Any American still sitting on the fence about whether or not Liberal Judicial Activism represents a subterfuge for the dictatorial impulse which plagues the human psyche needs to take a good look at the Supreme Court opinions in the “Ten Commandments” cases recently decided: Van Orden v. Perry, in which the Court ruled 5-4 that a display of the Ten Commandments in a park on the Texas State Capitol grounds is constitutional, and McCreary County v. American Civil Liberties Union of Kentucky, in which the Court ruled 5-4 that displays of the Ten Commandments in two courthouses in Kentucky are unconstitutional.

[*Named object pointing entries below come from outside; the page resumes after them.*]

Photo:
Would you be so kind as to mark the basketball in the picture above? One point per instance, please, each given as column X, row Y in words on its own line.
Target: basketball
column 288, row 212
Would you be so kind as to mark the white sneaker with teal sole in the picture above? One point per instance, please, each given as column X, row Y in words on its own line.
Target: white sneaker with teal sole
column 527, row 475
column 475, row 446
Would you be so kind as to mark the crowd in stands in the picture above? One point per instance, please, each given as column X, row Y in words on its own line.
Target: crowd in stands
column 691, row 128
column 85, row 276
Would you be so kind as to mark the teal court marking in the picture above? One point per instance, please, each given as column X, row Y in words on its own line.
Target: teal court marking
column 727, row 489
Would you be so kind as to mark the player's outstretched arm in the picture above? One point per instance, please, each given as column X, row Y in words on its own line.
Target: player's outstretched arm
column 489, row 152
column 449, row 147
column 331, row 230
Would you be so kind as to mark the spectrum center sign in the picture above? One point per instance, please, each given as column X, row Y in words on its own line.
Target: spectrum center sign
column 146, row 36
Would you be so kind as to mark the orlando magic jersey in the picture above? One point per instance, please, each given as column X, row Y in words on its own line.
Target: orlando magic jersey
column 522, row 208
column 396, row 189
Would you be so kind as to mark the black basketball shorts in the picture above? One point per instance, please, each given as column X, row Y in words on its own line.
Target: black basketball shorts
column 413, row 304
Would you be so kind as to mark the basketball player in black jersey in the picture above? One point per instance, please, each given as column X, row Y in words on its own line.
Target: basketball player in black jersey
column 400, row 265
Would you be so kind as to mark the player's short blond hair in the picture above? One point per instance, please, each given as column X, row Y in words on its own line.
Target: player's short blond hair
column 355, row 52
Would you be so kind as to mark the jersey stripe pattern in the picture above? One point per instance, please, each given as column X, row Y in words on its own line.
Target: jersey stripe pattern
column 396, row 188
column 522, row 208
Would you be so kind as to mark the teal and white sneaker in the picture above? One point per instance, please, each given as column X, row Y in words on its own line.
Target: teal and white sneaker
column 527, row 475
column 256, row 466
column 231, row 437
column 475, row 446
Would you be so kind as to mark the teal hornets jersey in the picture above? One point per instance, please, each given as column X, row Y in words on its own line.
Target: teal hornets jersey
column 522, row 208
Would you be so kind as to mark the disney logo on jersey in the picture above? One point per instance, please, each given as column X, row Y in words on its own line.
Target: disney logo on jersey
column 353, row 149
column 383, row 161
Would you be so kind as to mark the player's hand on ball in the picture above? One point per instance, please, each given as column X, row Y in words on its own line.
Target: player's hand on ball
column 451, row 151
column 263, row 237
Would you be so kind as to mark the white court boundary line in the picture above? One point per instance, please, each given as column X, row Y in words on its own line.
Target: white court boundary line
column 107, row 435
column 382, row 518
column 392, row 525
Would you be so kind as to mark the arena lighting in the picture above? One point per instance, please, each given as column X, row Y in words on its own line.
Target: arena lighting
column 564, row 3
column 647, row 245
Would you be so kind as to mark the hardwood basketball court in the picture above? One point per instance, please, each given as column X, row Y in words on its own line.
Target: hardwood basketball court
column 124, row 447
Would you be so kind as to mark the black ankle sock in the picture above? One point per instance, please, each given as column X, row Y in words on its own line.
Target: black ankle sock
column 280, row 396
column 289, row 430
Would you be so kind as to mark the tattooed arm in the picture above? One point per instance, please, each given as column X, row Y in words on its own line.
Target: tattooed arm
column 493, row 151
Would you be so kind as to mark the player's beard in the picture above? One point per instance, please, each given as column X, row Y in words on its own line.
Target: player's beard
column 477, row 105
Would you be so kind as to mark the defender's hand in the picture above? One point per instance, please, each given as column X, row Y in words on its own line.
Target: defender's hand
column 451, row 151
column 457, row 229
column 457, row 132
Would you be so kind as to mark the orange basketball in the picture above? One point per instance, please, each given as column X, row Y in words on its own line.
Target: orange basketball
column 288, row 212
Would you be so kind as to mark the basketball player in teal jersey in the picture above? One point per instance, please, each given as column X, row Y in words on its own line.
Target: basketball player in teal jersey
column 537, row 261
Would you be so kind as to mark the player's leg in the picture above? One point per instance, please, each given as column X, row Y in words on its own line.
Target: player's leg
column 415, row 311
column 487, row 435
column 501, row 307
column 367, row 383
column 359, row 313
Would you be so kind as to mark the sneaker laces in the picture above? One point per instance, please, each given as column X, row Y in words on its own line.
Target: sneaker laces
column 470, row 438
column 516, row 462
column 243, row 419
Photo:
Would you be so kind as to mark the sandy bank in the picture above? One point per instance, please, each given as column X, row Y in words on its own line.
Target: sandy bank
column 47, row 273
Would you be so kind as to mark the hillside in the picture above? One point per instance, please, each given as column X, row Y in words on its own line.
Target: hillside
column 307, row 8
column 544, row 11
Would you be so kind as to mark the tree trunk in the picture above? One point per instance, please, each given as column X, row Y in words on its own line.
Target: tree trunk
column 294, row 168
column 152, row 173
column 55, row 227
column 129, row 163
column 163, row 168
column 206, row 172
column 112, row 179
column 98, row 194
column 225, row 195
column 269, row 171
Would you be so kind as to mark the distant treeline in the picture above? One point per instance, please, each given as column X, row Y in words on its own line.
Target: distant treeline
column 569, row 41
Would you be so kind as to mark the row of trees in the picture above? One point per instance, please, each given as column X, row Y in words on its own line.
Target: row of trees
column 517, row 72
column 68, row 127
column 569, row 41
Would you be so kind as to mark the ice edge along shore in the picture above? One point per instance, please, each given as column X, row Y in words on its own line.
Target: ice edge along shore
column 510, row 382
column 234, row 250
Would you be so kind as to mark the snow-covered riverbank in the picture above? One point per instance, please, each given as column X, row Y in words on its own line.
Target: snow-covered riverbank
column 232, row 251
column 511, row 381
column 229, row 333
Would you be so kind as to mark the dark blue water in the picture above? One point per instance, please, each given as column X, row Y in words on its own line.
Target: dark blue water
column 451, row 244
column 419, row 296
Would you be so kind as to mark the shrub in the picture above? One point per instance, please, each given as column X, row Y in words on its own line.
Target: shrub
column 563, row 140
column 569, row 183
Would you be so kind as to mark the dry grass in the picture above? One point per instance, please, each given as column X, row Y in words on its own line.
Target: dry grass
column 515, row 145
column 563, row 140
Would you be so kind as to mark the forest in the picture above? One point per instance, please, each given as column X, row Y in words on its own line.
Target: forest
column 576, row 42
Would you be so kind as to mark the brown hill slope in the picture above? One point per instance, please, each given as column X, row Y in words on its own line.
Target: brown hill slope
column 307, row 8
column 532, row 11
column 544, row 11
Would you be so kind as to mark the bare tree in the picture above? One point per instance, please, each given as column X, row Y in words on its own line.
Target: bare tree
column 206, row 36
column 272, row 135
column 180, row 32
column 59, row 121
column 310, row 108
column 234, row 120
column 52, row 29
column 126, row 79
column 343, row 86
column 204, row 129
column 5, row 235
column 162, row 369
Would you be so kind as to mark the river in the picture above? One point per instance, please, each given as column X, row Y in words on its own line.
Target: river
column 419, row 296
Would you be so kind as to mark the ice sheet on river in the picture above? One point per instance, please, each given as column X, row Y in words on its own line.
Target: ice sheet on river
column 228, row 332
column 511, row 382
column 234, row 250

What is the principle argued by the Court’s Liberals in both cases? The Liberal Activists tell us that they can read the minds of people who post the Ten Commandments on government property to determine whether or not those persons acted with the “intent” of establishing a religion.
Amid this insanity, however, there is some good news. Those of us who believe in the dictatorial nature of any kind of judicial activism (remember the word “dictatorial”) have gained support from within the Court itself in Justice Scalia’s dissent in McCreary. Scalia writes, “What distinguishes the rule of law from the dictatorship [italics mine] of a shifting Supreme Court majority is the absolutely indispensable requirement that judicial opinions be grounded in consistently applied principle. That is what prevents judges from ruling now this way, now that— thumbs up or thumbs down—as their personal preferences dictate.”
With his usual incisiveness, Justice Scalia makes clear how the Liberals’ own words explode their arguments. Regarding McCreary, Scalia points out that the majority admits that the “Establishment Clause doctrine” it purports to apply in the case “lacks the comfort of categorical absolutes.” Of this admission, Scalia concludes, “What the Court means by this lovely euphemism is that sometimes the Court chooses to decide cases on the principle that government cannot favor religion, and sometimes it does not.”
With Justice Scalia’s help, let us look at some of the other nonsense uttered by the Liberal Activists. Dissenting in Van Orden, Justice Stevens (joined by Justice Ginsburg) writes, “We have repeatedly reaffirmed that neither a State nor the Federal Government ‘can constitutionally pass laws or impose requirements which aid all religions as against non-believers, and neither can aid those religions based on a belief in the existence of God as against those religions founded on different beliefs.’”
Scalia explodes this patently false and ostentatious bomb as follows: “Suffice it to say here that when the government relieves churches from the obligation to pay property taxes, when it allows students to absent themselves from public school to take religious classes, and when it exempts religious organizations from generally applicable prohibitions of religious discrimination, it surely means to bestow a benefit on religious practice—but we have approved it.” So much for the fact that laws which “which aid all religions as against non-believers” are held to be unconstitutional.
Stevens, however, is undeterred in continuing his intellectual dishonesty as he goes on to argue that invocations of God or religion by a public figure “delivering public addresses” are different from a “permanent placement of a textual religious display on state property” because the individual expresses “inherently personal views . . . as an individual member of the polity.”
Listen carefully to how Justice Scalia detonates that stink-bomb: “This is a peculiar stance for one [Justice Stevens] who has voted that a student-led invocation at a high school football game and a rabbi-led invocation at a high school graduation did constitute the sort of governmental endorsement of religion that the Establishment Clause forbids.”
The self-inflicted injuries of the Court’s Liberals do not end there. Note how another Stevens buzz bomb blows up in his face when he asserts: “The message conveyed by the Ten Commandments thus cannot be analogized to an appendage to a common article of commerce (“In God we Trust”) or an incidental part of a familiar recital (“God save the United States and this honorable Court”).
But the idea of God is inherently associated with religious beliefs. Does Justice Stevens believe that when non-believers see the word “God” on our currency or hear it invoked to open a governmental session they think of a famous chemist or renowned astronomer? And what does he imagine non-believers think about when they look upon depictions of the Ten Commandments which adorn buildings of the Federal Government (many examples of which Justice Rehnquist carefully enumerates)?
Ironically, the Court’s Liberals could easily have saved themselves from the embarrassment of standing before the nation, smoke rising from their singed robes and curling about smudged faces lacking eyebrows. Stevens, Ginsburg, and Souter should have said what they really think: that any association whatever of religion and government is invariably prohibited by the First Amendment. Then, again, relativists such as they would amend that absolute prohibition, telling the people of the United States that Liberal Activist judges stand ready to dictate in exquisite precision the who, what, when, where, and how of the very, very few exceptions which may apply. Now, that would be speaking honestly in true dictatorial fashion.